Figure 6

MagD stability and cleavage are affected in mutants lacking MagB and MagE. (A) Crude extracts of P. aeruginosa PAO1 (WT) or knock-out strains lacking indicated proteins were run on SDS-PAGE and immune-developed with polyclonal anti-MagD antibodies. The Δop mutant¹⁵ that lacks the entire mag operon was used as control. In the wild-type background MagD appears as 165 kDa native and 100 kDa cleaved forms. The 100 kDa form is absent in ΔmagB and ΔmagC backgrounds.
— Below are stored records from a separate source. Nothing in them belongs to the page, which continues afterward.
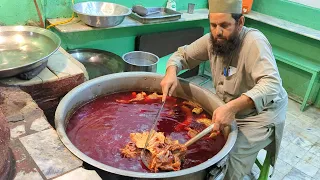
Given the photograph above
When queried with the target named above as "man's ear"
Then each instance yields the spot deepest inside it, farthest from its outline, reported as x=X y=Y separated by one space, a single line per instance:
x=241 y=23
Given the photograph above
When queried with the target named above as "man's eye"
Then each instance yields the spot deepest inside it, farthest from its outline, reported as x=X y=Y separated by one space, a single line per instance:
x=224 y=26
x=214 y=25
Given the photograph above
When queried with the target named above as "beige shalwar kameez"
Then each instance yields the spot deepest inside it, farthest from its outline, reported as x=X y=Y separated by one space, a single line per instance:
x=253 y=73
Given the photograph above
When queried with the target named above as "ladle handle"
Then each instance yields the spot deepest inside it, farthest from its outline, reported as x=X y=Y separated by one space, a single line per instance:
x=200 y=135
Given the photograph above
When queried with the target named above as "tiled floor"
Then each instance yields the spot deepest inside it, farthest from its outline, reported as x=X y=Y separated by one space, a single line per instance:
x=299 y=157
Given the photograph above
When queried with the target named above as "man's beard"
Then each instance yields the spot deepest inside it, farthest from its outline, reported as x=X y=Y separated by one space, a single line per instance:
x=225 y=47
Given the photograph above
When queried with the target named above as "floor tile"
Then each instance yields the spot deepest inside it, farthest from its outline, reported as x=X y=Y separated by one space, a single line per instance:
x=306 y=140
x=307 y=168
x=40 y=124
x=283 y=167
x=48 y=152
x=17 y=131
x=296 y=174
x=311 y=159
x=317 y=176
x=277 y=176
x=315 y=149
x=34 y=175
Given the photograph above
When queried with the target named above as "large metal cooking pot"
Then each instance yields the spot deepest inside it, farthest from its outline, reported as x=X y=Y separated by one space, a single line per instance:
x=23 y=48
x=138 y=81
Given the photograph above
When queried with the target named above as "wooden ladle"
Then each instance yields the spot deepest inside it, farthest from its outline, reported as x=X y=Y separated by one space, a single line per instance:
x=146 y=155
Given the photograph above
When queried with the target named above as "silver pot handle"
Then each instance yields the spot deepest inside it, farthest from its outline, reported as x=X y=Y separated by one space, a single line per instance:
x=218 y=170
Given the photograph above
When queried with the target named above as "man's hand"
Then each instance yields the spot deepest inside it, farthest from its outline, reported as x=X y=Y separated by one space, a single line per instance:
x=223 y=116
x=169 y=82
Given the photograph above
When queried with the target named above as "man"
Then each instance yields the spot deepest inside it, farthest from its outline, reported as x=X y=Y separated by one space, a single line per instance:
x=246 y=78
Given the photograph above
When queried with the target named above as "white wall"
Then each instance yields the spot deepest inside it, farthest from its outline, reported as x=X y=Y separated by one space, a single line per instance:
x=311 y=3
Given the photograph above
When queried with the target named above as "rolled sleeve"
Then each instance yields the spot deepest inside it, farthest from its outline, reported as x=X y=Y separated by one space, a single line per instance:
x=264 y=73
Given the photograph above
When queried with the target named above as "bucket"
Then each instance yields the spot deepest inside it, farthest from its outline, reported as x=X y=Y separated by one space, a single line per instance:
x=246 y=6
x=140 y=61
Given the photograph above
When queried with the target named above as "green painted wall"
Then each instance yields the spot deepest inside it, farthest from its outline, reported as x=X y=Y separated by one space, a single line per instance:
x=289 y=11
x=23 y=12
x=294 y=80
x=20 y=12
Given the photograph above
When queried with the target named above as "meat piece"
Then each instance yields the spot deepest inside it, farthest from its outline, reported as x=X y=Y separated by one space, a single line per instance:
x=165 y=153
x=130 y=150
x=192 y=133
x=197 y=109
x=154 y=96
x=188 y=119
x=169 y=156
x=205 y=121
x=138 y=97
x=139 y=138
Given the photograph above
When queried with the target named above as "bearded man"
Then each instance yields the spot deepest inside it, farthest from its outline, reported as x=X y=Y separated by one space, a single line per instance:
x=246 y=78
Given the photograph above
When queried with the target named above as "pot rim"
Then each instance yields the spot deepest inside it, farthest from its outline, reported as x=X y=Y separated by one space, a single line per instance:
x=60 y=123
x=140 y=65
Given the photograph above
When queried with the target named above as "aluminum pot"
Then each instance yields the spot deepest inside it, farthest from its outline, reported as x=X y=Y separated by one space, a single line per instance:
x=139 y=81
x=24 y=48
x=140 y=61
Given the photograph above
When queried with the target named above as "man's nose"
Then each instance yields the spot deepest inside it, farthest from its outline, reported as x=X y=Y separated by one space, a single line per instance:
x=219 y=31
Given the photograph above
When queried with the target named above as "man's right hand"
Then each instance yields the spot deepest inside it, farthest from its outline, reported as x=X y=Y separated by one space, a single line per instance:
x=169 y=82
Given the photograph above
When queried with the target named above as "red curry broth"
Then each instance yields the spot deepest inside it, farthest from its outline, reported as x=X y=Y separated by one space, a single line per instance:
x=102 y=127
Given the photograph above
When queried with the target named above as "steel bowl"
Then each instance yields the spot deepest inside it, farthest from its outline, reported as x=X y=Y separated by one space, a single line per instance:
x=98 y=62
x=23 y=48
x=140 y=61
x=101 y=14
x=139 y=81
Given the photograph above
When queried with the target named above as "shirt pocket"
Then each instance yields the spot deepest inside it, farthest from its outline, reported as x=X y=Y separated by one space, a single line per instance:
x=229 y=85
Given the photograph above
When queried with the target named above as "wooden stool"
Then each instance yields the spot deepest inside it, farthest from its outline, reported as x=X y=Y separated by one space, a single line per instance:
x=264 y=169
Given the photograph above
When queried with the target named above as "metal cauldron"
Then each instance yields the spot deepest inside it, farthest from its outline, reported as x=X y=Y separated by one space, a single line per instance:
x=140 y=61
x=138 y=81
x=23 y=48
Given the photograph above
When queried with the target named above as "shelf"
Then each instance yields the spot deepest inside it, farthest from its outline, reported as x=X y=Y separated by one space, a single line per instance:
x=286 y=25
x=76 y=25
x=199 y=14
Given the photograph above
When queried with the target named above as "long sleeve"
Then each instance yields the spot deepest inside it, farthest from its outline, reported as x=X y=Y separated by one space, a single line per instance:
x=263 y=70
x=189 y=56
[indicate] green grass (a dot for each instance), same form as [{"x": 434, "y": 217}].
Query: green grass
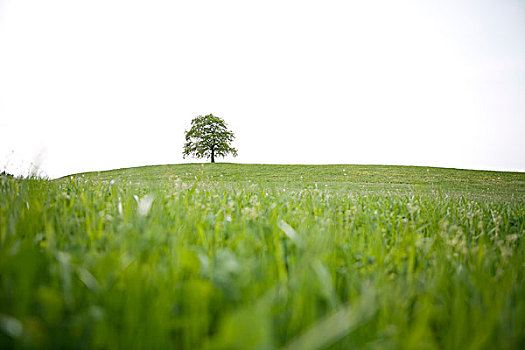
[{"x": 227, "y": 256}]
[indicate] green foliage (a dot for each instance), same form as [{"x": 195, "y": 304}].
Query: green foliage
[
  {"x": 208, "y": 137},
  {"x": 181, "y": 257}
]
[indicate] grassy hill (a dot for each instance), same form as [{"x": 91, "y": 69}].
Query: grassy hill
[
  {"x": 375, "y": 179},
  {"x": 226, "y": 256}
]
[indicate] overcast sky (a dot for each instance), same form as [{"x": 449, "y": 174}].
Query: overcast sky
[{"x": 103, "y": 84}]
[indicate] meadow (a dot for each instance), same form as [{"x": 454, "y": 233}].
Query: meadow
[{"x": 229, "y": 256}]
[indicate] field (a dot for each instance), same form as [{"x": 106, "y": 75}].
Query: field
[{"x": 225, "y": 256}]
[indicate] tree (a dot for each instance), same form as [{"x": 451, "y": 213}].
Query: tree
[{"x": 208, "y": 137}]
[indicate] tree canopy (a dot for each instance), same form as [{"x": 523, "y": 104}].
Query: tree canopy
[{"x": 208, "y": 137}]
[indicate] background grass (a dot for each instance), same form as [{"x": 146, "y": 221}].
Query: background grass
[{"x": 227, "y": 256}]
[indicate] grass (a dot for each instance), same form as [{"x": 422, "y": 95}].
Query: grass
[{"x": 229, "y": 256}]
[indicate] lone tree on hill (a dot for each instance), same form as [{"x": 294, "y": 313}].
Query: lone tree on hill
[{"x": 208, "y": 137}]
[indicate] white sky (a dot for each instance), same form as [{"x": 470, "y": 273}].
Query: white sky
[{"x": 103, "y": 84}]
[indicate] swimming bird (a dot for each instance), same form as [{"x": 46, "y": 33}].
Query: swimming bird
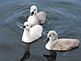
[
  {"x": 31, "y": 33},
  {"x": 62, "y": 44},
  {"x": 36, "y": 17}
]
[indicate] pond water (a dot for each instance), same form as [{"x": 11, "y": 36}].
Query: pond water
[{"x": 63, "y": 16}]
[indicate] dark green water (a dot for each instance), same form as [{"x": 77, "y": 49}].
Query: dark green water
[{"x": 63, "y": 16}]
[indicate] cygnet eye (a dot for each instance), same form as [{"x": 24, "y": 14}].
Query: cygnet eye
[
  {"x": 26, "y": 25},
  {"x": 34, "y": 9},
  {"x": 49, "y": 35}
]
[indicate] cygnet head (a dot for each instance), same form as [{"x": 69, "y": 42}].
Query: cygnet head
[
  {"x": 52, "y": 35},
  {"x": 27, "y": 26},
  {"x": 33, "y": 10}
]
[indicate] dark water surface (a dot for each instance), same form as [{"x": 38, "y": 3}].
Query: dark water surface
[{"x": 63, "y": 16}]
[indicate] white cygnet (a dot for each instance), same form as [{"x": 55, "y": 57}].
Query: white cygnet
[
  {"x": 62, "y": 44},
  {"x": 30, "y": 33},
  {"x": 36, "y": 18}
]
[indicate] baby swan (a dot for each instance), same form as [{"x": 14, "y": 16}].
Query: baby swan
[
  {"x": 31, "y": 34},
  {"x": 62, "y": 44},
  {"x": 36, "y": 18}
]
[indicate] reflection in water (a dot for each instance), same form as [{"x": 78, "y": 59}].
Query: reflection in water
[
  {"x": 52, "y": 56},
  {"x": 26, "y": 54}
]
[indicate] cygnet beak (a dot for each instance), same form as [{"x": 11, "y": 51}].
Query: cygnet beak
[{"x": 32, "y": 13}]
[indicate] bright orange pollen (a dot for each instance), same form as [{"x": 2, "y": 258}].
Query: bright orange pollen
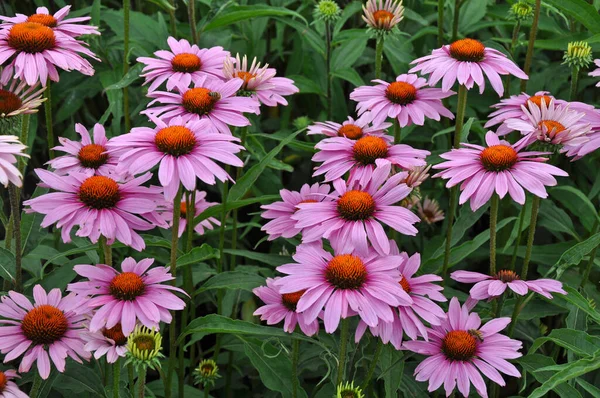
[
  {"x": 356, "y": 205},
  {"x": 43, "y": 19},
  {"x": 467, "y": 50},
  {"x": 290, "y": 300},
  {"x": 31, "y": 37},
  {"x": 175, "y": 140},
  {"x": 116, "y": 334},
  {"x": 92, "y": 156},
  {"x": 186, "y": 63},
  {"x": 126, "y": 286},
  {"x": 99, "y": 192},
  {"x": 350, "y": 131},
  {"x": 498, "y": 157},
  {"x": 44, "y": 324},
  {"x": 9, "y": 102},
  {"x": 459, "y": 345},
  {"x": 401, "y": 93},
  {"x": 200, "y": 100},
  {"x": 346, "y": 271},
  {"x": 368, "y": 149}
]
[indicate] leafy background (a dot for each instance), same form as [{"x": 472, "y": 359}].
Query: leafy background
[{"x": 562, "y": 337}]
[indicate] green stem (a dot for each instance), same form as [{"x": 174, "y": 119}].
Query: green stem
[
  {"x": 295, "y": 355},
  {"x": 532, "y": 36},
  {"x": 173, "y": 266},
  {"x": 15, "y": 210},
  {"x": 126, "y": 8},
  {"x": 379, "y": 56},
  {"x": 48, "y": 115},
  {"x": 373, "y": 365},
  {"x": 574, "y": 83},
  {"x": 343, "y": 350},
  {"x": 493, "y": 223}
]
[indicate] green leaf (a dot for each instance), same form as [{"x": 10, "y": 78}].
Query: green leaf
[{"x": 246, "y": 182}]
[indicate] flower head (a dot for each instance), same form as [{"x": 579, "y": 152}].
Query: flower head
[
  {"x": 343, "y": 284},
  {"x": 460, "y": 349},
  {"x": 98, "y": 205},
  {"x": 51, "y": 325},
  {"x": 407, "y": 99},
  {"x": 467, "y": 60},
  {"x": 352, "y": 214},
  {"x": 380, "y": 17},
  {"x": 259, "y": 82},
  {"x": 10, "y": 147},
  {"x": 210, "y": 99},
  {"x": 500, "y": 167},
  {"x": 491, "y": 286},
  {"x": 280, "y": 213},
  {"x": 135, "y": 294},
  {"x": 184, "y": 150},
  {"x": 183, "y": 64},
  {"x": 86, "y": 156}
]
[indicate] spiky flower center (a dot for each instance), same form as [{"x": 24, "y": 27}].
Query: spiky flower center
[
  {"x": 498, "y": 157},
  {"x": 506, "y": 276},
  {"x": 44, "y": 324},
  {"x": 92, "y": 156},
  {"x": 200, "y": 100},
  {"x": 368, "y": 149},
  {"x": 290, "y": 300},
  {"x": 350, "y": 131},
  {"x": 356, "y": 205},
  {"x": 459, "y": 345},
  {"x": 31, "y": 37},
  {"x": 401, "y": 93},
  {"x": 175, "y": 140},
  {"x": 9, "y": 102},
  {"x": 346, "y": 271},
  {"x": 126, "y": 286},
  {"x": 43, "y": 19},
  {"x": 467, "y": 50},
  {"x": 99, "y": 192},
  {"x": 186, "y": 63},
  {"x": 115, "y": 334}
]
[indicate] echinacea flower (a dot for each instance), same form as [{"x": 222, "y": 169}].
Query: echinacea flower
[
  {"x": 37, "y": 50},
  {"x": 51, "y": 325},
  {"x": 353, "y": 214},
  {"x": 407, "y": 318},
  {"x": 352, "y": 129},
  {"x": 210, "y": 99},
  {"x": 383, "y": 17},
  {"x": 460, "y": 350},
  {"x": 107, "y": 341},
  {"x": 98, "y": 205},
  {"x": 407, "y": 99},
  {"x": 487, "y": 286},
  {"x": 183, "y": 64},
  {"x": 18, "y": 98},
  {"x": 343, "y": 284},
  {"x": 184, "y": 150},
  {"x": 282, "y": 307},
  {"x": 8, "y": 388},
  {"x": 500, "y": 167},
  {"x": 57, "y": 22},
  {"x": 10, "y": 147},
  {"x": 552, "y": 123},
  {"x": 467, "y": 60},
  {"x": 259, "y": 82},
  {"x": 280, "y": 213},
  {"x": 86, "y": 156},
  {"x": 136, "y": 293},
  {"x": 360, "y": 157}
]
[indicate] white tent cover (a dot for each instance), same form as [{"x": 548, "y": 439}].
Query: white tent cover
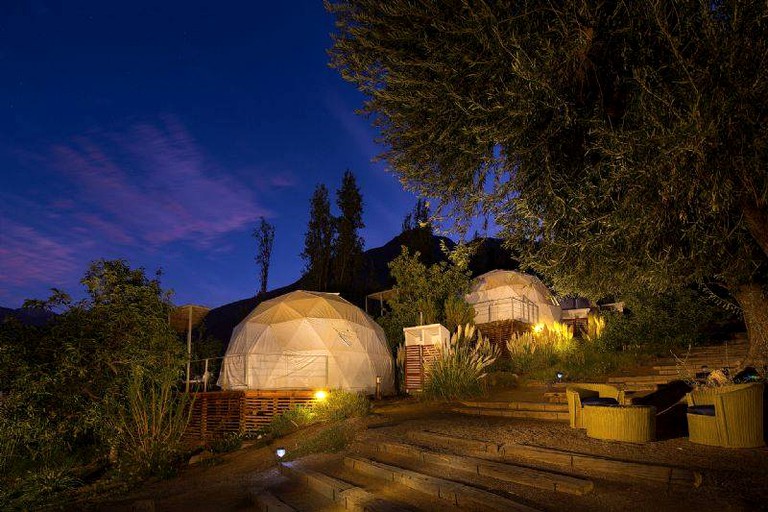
[
  {"x": 308, "y": 340},
  {"x": 495, "y": 288}
]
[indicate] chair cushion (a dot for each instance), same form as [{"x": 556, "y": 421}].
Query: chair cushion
[
  {"x": 599, "y": 401},
  {"x": 702, "y": 410}
]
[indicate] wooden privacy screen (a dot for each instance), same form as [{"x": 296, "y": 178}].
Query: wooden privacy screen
[
  {"x": 217, "y": 413},
  {"x": 417, "y": 361}
]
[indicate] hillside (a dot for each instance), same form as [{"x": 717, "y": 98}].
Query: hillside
[{"x": 374, "y": 277}]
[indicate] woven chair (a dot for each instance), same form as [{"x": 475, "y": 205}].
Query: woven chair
[
  {"x": 577, "y": 394},
  {"x": 629, "y": 423},
  {"x": 727, "y": 416}
]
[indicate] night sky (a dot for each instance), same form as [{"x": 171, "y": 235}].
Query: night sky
[{"x": 160, "y": 131}]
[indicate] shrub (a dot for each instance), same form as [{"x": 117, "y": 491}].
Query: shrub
[
  {"x": 149, "y": 428},
  {"x": 340, "y": 405},
  {"x": 290, "y": 421},
  {"x": 225, "y": 443},
  {"x": 331, "y": 439},
  {"x": 459, "y": 367},
  {"x": 656, "y": 324}
]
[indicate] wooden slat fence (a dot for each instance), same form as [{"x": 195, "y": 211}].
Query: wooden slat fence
[
  {"x": 218, "y": 413},
  {"x": 417, "y": 361}
]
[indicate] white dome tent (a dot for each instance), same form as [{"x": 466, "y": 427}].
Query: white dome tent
[
  {"x": 510, "y": 295},
  {"x": 307, "y": 340}
]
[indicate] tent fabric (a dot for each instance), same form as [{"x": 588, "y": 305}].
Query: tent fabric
[
  {"x": 308, "y": 340},
  {"x": 514, "y": 295}
]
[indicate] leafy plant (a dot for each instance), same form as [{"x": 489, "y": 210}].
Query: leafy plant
[
  {"x": 341, "y": 405},
  {"x": 149, "y": 428},
  {"x": 290, "y": 421},
  {"x": 459, "y": 366},
  {"x": 225, "y": 443}
]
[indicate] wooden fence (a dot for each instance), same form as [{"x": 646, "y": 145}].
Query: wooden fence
[{"x": 218, "y": 413}]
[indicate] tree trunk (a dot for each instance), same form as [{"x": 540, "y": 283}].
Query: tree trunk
[
  {"x": 757, "y": 224},
  {"x": 754, "y": 304}
]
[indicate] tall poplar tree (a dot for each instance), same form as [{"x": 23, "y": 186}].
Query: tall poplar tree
[
  {"x": 265, "y": 237},
  {"x": 318, "y": 241},
  {"x": 348, "y": 247},
  {"x": 619, "y": 144}
]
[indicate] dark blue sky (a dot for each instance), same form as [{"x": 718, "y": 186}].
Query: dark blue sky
[{"x": 159, "y": 131}]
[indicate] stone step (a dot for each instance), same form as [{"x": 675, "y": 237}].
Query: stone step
[
  {"x": 572, "y": 462},
  {"x": 267, "y": 502},
  {"x": 654, "y": 379},
  {"x": 556, "y": 397},
  {"x": 461, "y": 495},
  {"x": 514, "y": 413},
  {"x": 349, "y": 496},
  {"x": 485, "y": 468},
  {"x": 518, "y": 406}
]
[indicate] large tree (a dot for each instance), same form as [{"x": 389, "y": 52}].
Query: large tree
[
  {"x": 265, "y": 238},
  {"x": 318, "y": 240},
  {"x": 348, "y": 247},
  {"x": 619, "y": 144}
]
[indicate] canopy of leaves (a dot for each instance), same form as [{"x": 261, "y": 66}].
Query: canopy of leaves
[
  {"x": 318, "y": 240},
  {"x": 63, "y": 382},
  {"x": 431, "y": 294},
  {"x": 265, "y": 238},
  {"x": 619, "y": 144},
  {"x": 348, "y": 246}
]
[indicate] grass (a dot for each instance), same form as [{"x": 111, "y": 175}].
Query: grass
[{"x": 338, "y": 405}]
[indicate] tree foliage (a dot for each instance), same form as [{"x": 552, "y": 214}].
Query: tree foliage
[
  {"x": 620, "y": 145},
  {"x": 426, "y": 294},
  {"x": 318, "y": 240},
  {"x": 64, "y": 383},
  {"x": 348, "y": 246},
  {"x": 265, "y": 238}
]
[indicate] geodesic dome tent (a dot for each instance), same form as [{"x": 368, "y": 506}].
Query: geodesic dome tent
[
  {"x": 511, "y": 295},
  {"x": 308, "y": 340}
]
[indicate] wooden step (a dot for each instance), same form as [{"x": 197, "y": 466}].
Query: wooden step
[
  {"x": 457, "y": 493},
  {"x": 347, "y": 495},
  {"x": 483, "y": 467},
  {"x": 267, "y": 502},
  {"x": 514, "y": 413},
  {"x": 518, "y": 406},
  {"x": 573, "y": 462},
  {"x": 656, "y": 379},
  {"x": 556, "y": 397}
]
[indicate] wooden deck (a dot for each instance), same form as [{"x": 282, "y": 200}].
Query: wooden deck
[{"x": 221, "y": 412}]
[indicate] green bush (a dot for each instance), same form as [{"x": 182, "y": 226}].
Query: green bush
[
  {"x": 458, "y": 369},
  {"x": 149, "y": 427},
  {"x": 340, "y": 405},
  {"x": 328, "y": 440},
  {"x": 290, "y": 421},
  {"x": 225, "y": 443}
]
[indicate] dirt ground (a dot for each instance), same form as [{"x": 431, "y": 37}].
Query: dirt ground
[{"x": 732, "y": 479}]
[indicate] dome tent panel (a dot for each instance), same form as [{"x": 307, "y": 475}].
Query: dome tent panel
[
  {"x": 507, "y": 294},
  {"x": 295, "y": 338}
]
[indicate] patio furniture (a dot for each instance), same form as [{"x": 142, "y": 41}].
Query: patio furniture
[
  {"x": 728, "y": 416},
  {"x": 582, "y": 394},
  {"x": 628, "y": 423}
]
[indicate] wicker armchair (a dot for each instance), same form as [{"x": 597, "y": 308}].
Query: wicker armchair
[
  {"x": 577, "y": 394},
  {"x": 727, "y": 416}
]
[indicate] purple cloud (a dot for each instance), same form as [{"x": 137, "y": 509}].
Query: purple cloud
[
  {"x": 154, "y": 184},
  {"x": 27, "y": 255},
  {"x": 134, "y": 193}
]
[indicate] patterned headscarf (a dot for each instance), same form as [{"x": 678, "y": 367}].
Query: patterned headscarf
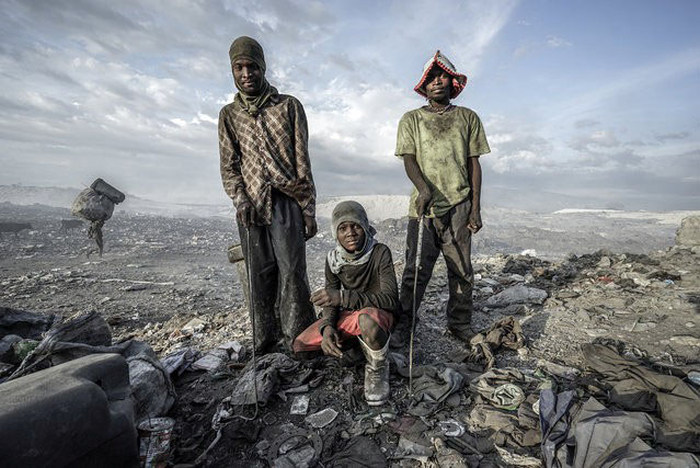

An additional higher molecular weight form observed in ΔmagE could correspond to unprocessed MagD still containing the signal peptide (*). (B) Crude extracts of indicated strains lacking MagB (ΔmagB) or expressing magB or magD in trans were analyzed as in (A). (C) Bacteria were further fractionated into membranes and periplasm showing that MagB governs macroglobulin membrane localization and cleavage to the 100 kDa form. Note the presence of 165 kDa form of MagD exclusively in the periplasm of the magB mutant. This form is subject to rapid degradation as visualized by products of smaller sizes in the ΔmagB::magD strain. In the ΔmagB::magB strain, membrane localization was restored and MagD appears as 165 kDa and 100 kDa forms, similarly to wild-type. EFTu, DsbA and TagQ antibodies were used as loading controls for whole bacterial extracts, periplasm and membrane samples, respectively. Gels have had lanes selected/cropped for clarity.